Anche quest’anno ci avviciniamo alla ricorrenza dell’omicidio di Valerio
Verbano, giovane militante comunista ucciso il 22 Febbraio del 1980 da
un commando di fascisti, i quali precedentemente erano entrati
nell’appartamento dove viveva a Montesacro, immobilizzando i suoi
genitori. Gli assassini di Valerio, legati comunque all’eversione nera e
ai Nar, non saranno mai scoperti nonostante la lunga battaglia portata
avanti dalla madre Carla, scomparsa purtroppo cinque anni fa. Al di là
dell’incapacità di uno Stato, per molti versi colluso, di assicurare
giustizia, nel corso degli anni il ricordo di Valerio è rimasto vivo
nella memoria della città e porta ogni anno migliaia di persone a
sfilare per le strade di Montesacro. Per
noi il corteo del 22 Febbraio è uno dei passaggi fondamentali, non solo
per un discorso di memoria storica: la vicenda di Valerio Verbano,
insieme con la forza e l’intelligenza che i compagni e il quartiere
hanno avuto nel costruire intorno a quel ricordo un immaginario,
restituiscono molti elementi utili a definire cosa dovrebbe significare
oggi essere antifascisti.
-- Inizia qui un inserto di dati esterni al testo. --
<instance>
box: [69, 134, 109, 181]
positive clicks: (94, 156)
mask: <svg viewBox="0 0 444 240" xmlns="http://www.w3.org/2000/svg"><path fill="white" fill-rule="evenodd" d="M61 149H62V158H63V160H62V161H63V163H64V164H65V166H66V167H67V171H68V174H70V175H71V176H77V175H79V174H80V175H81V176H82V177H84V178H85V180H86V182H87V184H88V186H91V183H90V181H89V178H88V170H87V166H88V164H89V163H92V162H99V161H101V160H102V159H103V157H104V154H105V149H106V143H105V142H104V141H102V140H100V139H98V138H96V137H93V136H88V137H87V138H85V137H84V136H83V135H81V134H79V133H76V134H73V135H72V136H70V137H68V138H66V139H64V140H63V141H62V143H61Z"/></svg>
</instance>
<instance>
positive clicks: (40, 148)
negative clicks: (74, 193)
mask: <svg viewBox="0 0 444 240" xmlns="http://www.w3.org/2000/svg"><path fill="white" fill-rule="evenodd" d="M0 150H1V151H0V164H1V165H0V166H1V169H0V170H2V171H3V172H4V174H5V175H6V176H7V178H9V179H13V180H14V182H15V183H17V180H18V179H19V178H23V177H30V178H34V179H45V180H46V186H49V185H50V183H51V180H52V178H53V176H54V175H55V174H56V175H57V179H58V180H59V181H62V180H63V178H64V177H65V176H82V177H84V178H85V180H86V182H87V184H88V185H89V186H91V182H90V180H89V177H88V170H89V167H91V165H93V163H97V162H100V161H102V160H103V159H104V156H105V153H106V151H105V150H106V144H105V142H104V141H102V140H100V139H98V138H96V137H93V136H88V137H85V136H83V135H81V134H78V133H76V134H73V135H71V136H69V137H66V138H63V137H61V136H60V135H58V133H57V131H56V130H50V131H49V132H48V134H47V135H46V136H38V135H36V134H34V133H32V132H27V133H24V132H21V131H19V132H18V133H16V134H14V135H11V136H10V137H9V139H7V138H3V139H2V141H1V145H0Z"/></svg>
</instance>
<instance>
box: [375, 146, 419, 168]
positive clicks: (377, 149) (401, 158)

Innanzitutto spazza via l’idea di un valore
legato soprattutto alle élite politiche e culturali: l’antifascismo liberal viene
ridimensionato davanti alla realtà del quartiere, della materialità
delle relazioni di sfruttamento che si vivono, della capacità di
identificare subito il fascista come nemico di classe. In anni in cui le
destre provano sistematicamente a occupare lo spazio delle periferie,
dei quartiere popolari, questa capacità di uscire tanto dalla
rappresentazione della lotta contro il fascismo come una battaglia
solamente “culturale” (nel senso peggiore del termine) quanto dallo
schema della guerra fra bande avverse, deve a nostro giudizio essere un
punto di partenza imprescindibile. A maggior ragione ci pare d’obbligo
poi recuperare le motivazioni che hanno portato all’omicidio: Valerio
stava costruendo un dossier, poi a più riprese sottratto, in cui si
documentavano i rapporti fra fascisti, malavitosi e apparati statali.
Ecco allora un altro elemento di continuità con il presente da non
sottovalutare e da cui trarre una lezione: bisogna avere la lucidità per
smascherare i fascisti, che se da un lato cercano di costruirsi una
faccia pubblica e “sociale”, dall’altra non smettono mai di intrecciare
relazioni con i peggiori sfruttatori e apparati repressivi. Quelli che
di giorno parlano di degrado e legalità di notte sono al soldo dello
spaccio; quelli che millantano lotte sociali sono gli stessi poi al
servizio della repressione. Non scordare mai questo fatto e far si che
sia chiaro ai nostri soggetti sociali di riferimento può essere il
grimaldello per costruirci una legittimità fuori dai (pochi) luoghi dove
siamo ancora radicati. Anche perché la situazione odierna offre
svariati esempi della verità di queste affermazioni: basti pensare al
caso di Ostia, dove i fascisti prosperano al fianco dei clan criminali
del litorale, o alla vicenda di Mafia capitale. Ecco allora perché
diventa fondamentale partecipare ai momenti che come antifascisti romani
stiamo costruendo nel nome di Valerio. Ci limitiamo a citarne uno,
oltre al corteo: oggi, dalle 18, la facoltà di fisica della Sapienza ospiterà lo spettacolo teatrale “Rosso vivo”
e la mostra dei manifesti delle manifestazioni tenute nei 37 anni
dall’omicidio. Domani, ovviamente, l’appuntamento è in Via Monte Bianco,
dalle 16, per la manifestazione, contro fascismo e sfruttamento, con Carla, Valerio e Sardo nel cuore.